Developing highly active electrocatalysts with low costs and long durability for oxygen evolution reactions (OERs) is crucial towards the practical implementations of electrocatalytic water-splitting and rechargeable metal-air batteries. Anodized nanostructured 3d transition metals and alloys with the formation of OER-active oxides/hydroxides are known to have high catalytic activity towards OERs but suffer from poor electrical conductivity and electrochemical stability in harsh oxidation environments. Here we report that high OER activity can be achieved from the metallic state of Ni which is passivated by atomically thick graphene in a three-dimensional nanoporous architecture.

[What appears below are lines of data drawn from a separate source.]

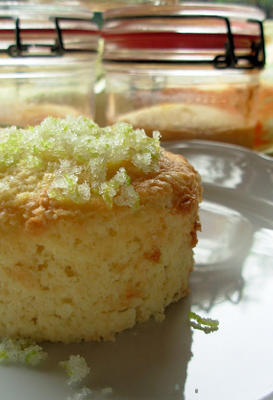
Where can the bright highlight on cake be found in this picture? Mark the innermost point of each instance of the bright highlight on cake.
(78, 159)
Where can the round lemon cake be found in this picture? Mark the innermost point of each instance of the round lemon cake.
(97, 229)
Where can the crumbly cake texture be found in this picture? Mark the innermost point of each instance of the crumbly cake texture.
(97, 228)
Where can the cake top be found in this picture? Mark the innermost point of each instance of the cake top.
(73, 159)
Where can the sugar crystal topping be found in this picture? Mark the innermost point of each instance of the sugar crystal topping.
(74, 159)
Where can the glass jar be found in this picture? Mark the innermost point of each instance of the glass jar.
(190, 71)
(47, 62)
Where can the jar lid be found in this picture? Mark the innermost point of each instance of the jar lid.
(224, 36)
(38, 30)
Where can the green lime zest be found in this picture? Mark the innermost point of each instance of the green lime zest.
(207, 325)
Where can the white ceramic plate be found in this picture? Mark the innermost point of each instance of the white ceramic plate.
(232, 282)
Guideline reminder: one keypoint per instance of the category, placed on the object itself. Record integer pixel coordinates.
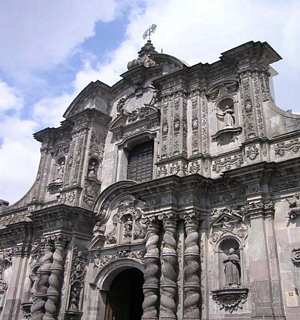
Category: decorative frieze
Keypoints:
(230, 299)
(252, 152)
(169, 269)
(226, 221)
(295, 256)
(291, 146)
(101, 260)
(192, 301)
(227, 163)
(78, 271)
(152, 270)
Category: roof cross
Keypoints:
(149, 31)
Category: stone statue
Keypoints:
(232, 269)
(295, 201)
(294, 204)
(92, 168)
(60, 170)
(227, 117)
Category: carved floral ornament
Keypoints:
(295, 257)
(294, 204)
(228, 222)
(5, 262)
(281, 148)
(101, 260)
(127, 225)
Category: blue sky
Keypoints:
(50, 50)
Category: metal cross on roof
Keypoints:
(149, 31)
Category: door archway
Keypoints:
(125, 296)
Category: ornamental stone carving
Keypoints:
(289, 146)
(192, 301)
(295, 257)
(152, 270)
(169, 269)
(227, 221)
(126, 224)
(294, 204)
(78, 271)
(230, 299)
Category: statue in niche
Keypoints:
(128, 223)
(232, 269)
(93, 168)
(295, 201)
(227, 117)
(111, 236)
(294, 204)
(60, 169)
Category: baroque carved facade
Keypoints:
(185, 175)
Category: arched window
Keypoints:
(140, 162)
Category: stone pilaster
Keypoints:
(151, 274)
(191, 269)
(259, 263)
(55, 280)
(271, 242)
(40, 286)
(169, 270)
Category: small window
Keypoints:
(140, 162)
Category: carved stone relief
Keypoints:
(292, 146)
(294, 204)
(295, 257)
(127, 225)
(252, 152)
(101, 260)
(78, 271)
(227, 221)
(227, 162)
(5, 263)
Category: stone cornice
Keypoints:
(71, 220)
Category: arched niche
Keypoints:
(230, 263)
(104, 277)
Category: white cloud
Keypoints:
(9, 98)
(49, 111)
(39, 34)
(194, 30)
(198, 31)
(19, 154)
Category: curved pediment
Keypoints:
(96, 95)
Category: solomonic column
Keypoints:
(151, 274)
(169, 271)
(55, 280)
(191, 270)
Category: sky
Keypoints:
(50, 50)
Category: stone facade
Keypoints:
(215, 231)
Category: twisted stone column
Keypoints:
(151, 274)
(55, 281)
(191, 289)
(169, 268)
(40, 286)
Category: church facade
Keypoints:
(173, 194)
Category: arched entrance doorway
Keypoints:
(125, 296)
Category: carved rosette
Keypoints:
(55, 280)
(191, 269)
(230, 299)
(151, 274)
(169, 268)
(40, 285)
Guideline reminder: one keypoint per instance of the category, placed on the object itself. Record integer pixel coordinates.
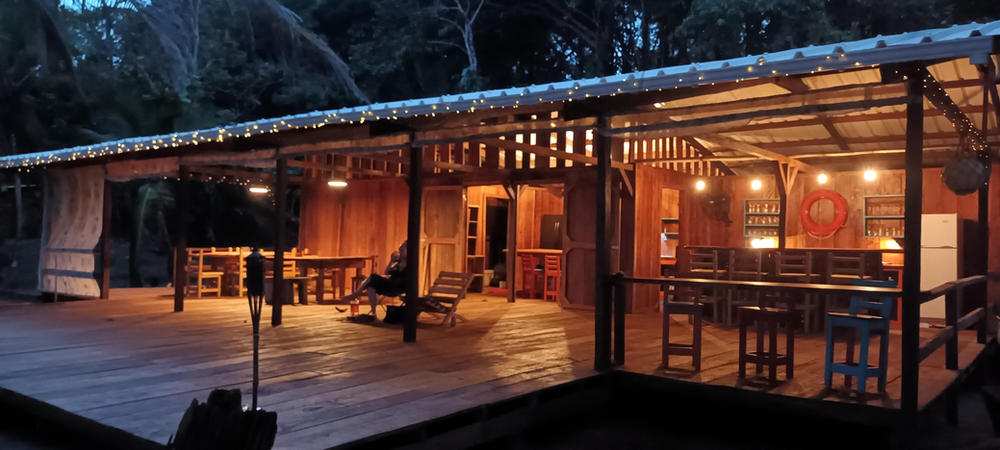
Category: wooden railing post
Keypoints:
(914, 157)
(602, 248)
(951, 302)
(620, 288)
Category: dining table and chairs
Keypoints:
(221, 272)
(775, 291)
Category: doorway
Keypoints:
(496, 238)
(670, 229)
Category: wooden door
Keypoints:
(442, 242)
(578, 245)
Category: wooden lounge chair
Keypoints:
(445, 294)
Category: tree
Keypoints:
(461, 15)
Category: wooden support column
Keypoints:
(106, 241)
(514, 193)
(280, 193)
(602, 248)
(416, 181)
(780, 182)
(180, 240)
(911, 248)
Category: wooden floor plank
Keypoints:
(132, 363)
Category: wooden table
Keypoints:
(537, 254)
(323, 263)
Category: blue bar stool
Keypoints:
(867, 325)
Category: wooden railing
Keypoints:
(981, 318)
(954, 295)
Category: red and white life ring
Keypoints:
(840, 212)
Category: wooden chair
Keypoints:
(842, 269)
(706, 263)
(198, 274)
(444, 295)
(552, 275)
(867, 325)
(694, 311)
(799, 266)
(769, 319)
(529, 275)
(744, 265)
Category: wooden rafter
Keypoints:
(935, 93)
(342, 169)
(751, 149)
(546, 152)
(704, 152)
(740, 119)
(797, 86)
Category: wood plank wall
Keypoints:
(365, 218)
(533, 204)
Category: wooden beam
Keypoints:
(546, 152)
(626, 103)
(797, 86)
(602, 248)
(280, 194)
(514, 194)
(342, 169)
(414, 212)
(708, 153)
(751, 149)
(106, 240)
(693, 127)
(935, 93)
(911, 249)
(780, 180)
(181, 212)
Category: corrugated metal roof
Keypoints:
(972, 40)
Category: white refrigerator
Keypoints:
(938, 258)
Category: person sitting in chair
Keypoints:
(392, 284)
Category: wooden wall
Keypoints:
(365, 218)
(533, 204)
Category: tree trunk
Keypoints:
(19, 222)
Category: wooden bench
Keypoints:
(444, 295)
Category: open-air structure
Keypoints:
(690, 184)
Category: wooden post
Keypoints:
(416, 181)
(277, 288)
(911, 247)
(514, 194)
(620, 290)
(180, 241)
(627, 235)
(602, 248)
(106, 241)
(952, 306)
(782, 203)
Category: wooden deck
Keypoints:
(131, 363)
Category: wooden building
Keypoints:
(640, 168)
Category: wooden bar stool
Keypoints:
(529, 275)
(694, 312)
(552, 274)
(800, 267)
(866, 325)
(770, 319)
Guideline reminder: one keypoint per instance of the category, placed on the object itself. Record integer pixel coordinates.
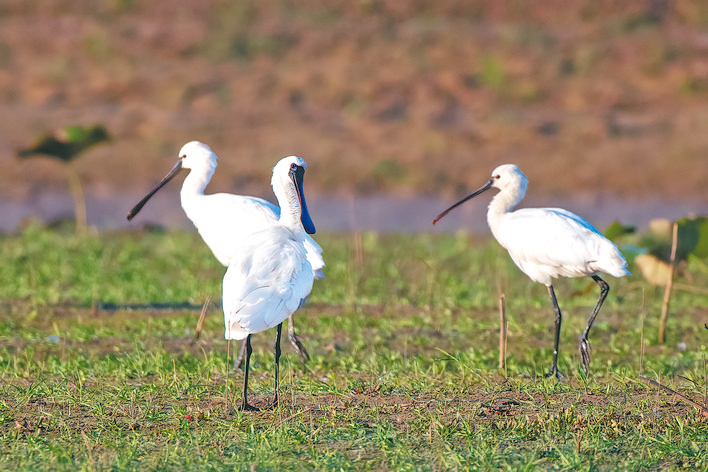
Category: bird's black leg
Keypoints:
(558, 318)
(239, 358)
(295, 341)
(246, 406)
(276, 354)
(584, 344)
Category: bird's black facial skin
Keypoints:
(296, 175)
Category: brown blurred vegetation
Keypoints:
(591, 97)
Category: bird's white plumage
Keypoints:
(546, 243)
(265, 283)
(271, 277)
(226, 221)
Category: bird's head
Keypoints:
(195, 154)
(287, 183)
(508, 176)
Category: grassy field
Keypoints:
(101, 370)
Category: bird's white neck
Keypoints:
(290, 209)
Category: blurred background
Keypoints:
(399, 107)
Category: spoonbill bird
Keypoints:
(225, 221)
(271, 277)
(546, 243)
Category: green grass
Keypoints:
(100, 369)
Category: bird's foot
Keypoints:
(274, 403)
(555, 373)
(584, 349)
(248, 407)
(299, 348)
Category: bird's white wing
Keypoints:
(226, 221)
(314, 256)
(551, 242)
(265, 283)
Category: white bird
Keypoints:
(271, 277)
(546, 243)
(226, 221)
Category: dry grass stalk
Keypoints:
(669, 286)
(503, 329)
(702, 409)
(202, 315)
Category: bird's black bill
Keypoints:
(484, 188)
(296, 175)
(170, 175)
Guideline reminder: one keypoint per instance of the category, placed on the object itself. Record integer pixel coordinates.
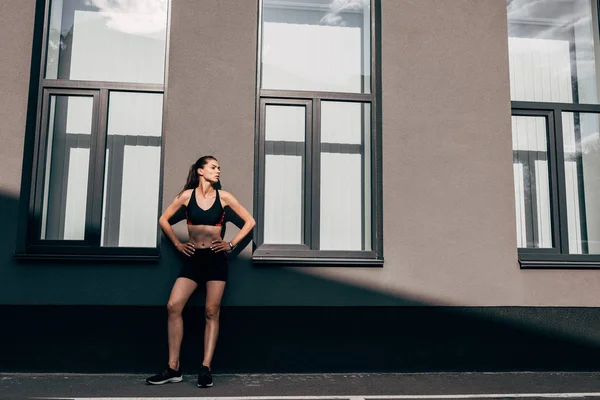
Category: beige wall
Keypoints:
(16, 31)
(449, 224)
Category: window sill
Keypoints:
(150, 257)
(556, 264)
(271, 255)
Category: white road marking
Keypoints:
(397, 397)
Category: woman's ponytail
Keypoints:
(193, 178)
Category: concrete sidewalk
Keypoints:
(530, 385)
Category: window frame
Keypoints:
(28, 245)
(558, 256)
(281, 254)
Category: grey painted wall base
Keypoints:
(294, 339)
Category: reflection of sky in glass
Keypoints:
(337, 7)
(135, 17)
(553, 43)
(107, 40)
(316, 45)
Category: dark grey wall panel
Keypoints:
(298, 339)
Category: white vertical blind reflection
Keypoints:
(284, 175)
(343, 205)
(77, 184)
(139, 197)
(520, 205)
(531, 172)
(341, 197)
(573, 216)
(283, 199)
(64, 202)
(543, 204)
(582, 163)
(131, 189)
(540, 70)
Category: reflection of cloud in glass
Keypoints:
(337, 7)
(134, 17)
(551, 23)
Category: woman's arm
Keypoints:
(163, 221)
(235, 205)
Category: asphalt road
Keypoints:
(526, 385)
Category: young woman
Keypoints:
(205, 260)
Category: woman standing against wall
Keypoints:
(205, 260)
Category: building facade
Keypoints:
(423, 175)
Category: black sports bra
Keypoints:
(197, 216)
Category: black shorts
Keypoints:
(205, 265)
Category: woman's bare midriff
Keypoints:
(203, 235)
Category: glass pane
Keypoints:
(132, 172)
(103, 40)
(553, 50)
(532, 183)
(321, 45)
(64, 201)
(345, 176)
(582, 163)
(285, 128)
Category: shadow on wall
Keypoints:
(86, 335)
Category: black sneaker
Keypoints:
(204, 377)
(168, 375)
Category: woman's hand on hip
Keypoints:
(220, 245)
(186, 248)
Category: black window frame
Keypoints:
(558, 256)
(279, 254)
(29, 245)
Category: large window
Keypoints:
(318, 148)
(554, 64)
(98, 133)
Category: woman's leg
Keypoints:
(214, 294)
(180, 294)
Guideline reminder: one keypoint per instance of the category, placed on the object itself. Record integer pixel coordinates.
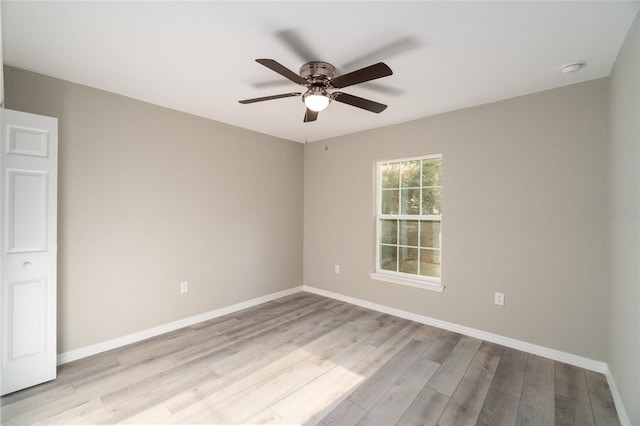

As a free-standing catalytic anode, the non-oxide transition metal catalyst shows a low OER overpotential, high OER current density and long cycling lifetime in alkaline solutions, benefiting from the high electrical conductivity and low impedance resistance for charge transfer and transport. This study may pave a new way to develop high efficiency transition metal OER catalysts for a wide range of applications in renewable energy.

Automated summary

In this study, it was found that passivation of Ni in its metallic state by atomically thin graphene in a three-dimensional nanoporous architecture can achieve high OER activity. The non-oxide transition metal catalyst exhibits low OER overpotential, high OER current density, and long cycling lifetime in alkaline solutions, showing potential for a wide range of applications in renewable energy.